How do you find the vertex, focus and directrix of `x^2-4x+y+3=0`?

Answer 1

Vertex `(2,1)`

Focus `(2,3/4)`

Directrix `y = 5/4`

Explanation:

Complete the square.

`y = -x^2 + 4x -3`

`= -(x -2)^2 + 1`

The vertex is at `(2,1)`.

The parabola is concave down, as the leading coefficient

`a = -1 < 0`

graph{-x^2+4x-3 [-10, 10, -5, 5]}

Therefore, the focus lies `p = 1/(4abs(a))` below the vertex.

`p = frac{1}{4abs(-1)} = 1/4`

The `y`-coordinate of the focus is `1 - 1/4 = 3/4`.
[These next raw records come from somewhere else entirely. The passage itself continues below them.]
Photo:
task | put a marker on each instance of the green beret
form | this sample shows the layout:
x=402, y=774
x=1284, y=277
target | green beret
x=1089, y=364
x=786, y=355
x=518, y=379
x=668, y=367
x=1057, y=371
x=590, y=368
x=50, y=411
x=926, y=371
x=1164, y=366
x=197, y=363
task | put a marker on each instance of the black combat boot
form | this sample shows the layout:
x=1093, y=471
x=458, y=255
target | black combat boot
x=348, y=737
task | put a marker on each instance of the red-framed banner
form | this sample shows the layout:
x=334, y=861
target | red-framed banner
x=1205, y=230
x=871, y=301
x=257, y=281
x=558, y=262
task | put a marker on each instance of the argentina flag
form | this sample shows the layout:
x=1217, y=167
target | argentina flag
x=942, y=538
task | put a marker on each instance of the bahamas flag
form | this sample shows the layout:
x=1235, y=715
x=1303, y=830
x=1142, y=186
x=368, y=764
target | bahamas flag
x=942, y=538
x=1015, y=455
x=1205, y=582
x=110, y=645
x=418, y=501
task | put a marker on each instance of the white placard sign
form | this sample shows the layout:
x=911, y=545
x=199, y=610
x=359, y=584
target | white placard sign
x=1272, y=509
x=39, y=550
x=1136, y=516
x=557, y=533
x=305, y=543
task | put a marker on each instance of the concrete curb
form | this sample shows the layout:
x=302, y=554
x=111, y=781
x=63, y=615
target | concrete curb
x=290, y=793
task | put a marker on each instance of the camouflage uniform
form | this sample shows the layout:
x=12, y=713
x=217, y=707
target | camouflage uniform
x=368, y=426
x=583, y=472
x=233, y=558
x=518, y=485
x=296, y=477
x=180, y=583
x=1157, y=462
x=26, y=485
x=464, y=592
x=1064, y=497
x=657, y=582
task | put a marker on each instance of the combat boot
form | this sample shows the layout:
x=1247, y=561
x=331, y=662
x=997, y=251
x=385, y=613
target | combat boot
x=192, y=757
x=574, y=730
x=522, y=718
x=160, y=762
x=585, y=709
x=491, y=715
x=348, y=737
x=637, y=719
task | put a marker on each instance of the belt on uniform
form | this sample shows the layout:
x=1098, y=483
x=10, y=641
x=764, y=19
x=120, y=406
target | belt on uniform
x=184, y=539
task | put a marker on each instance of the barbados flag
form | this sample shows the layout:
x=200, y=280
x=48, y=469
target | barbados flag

The coordinates of the focus is `(2,3/4)`.

All points on the parabola are equidistant from the focus and the perpendicular to the directrix.

We know that the directrix is a horizontal line, with the equation `y = m`, where `m` is the constant to be determined.

We consider the distance of the vertex to the focus, it is `p = 1/4`. Therefore, the directrix is a horizontal line `1/4` above the vertex `(2,1)`.

`m = 1 + 1/4 = 5/4`

The equation of the directrix is `y = 5/4`.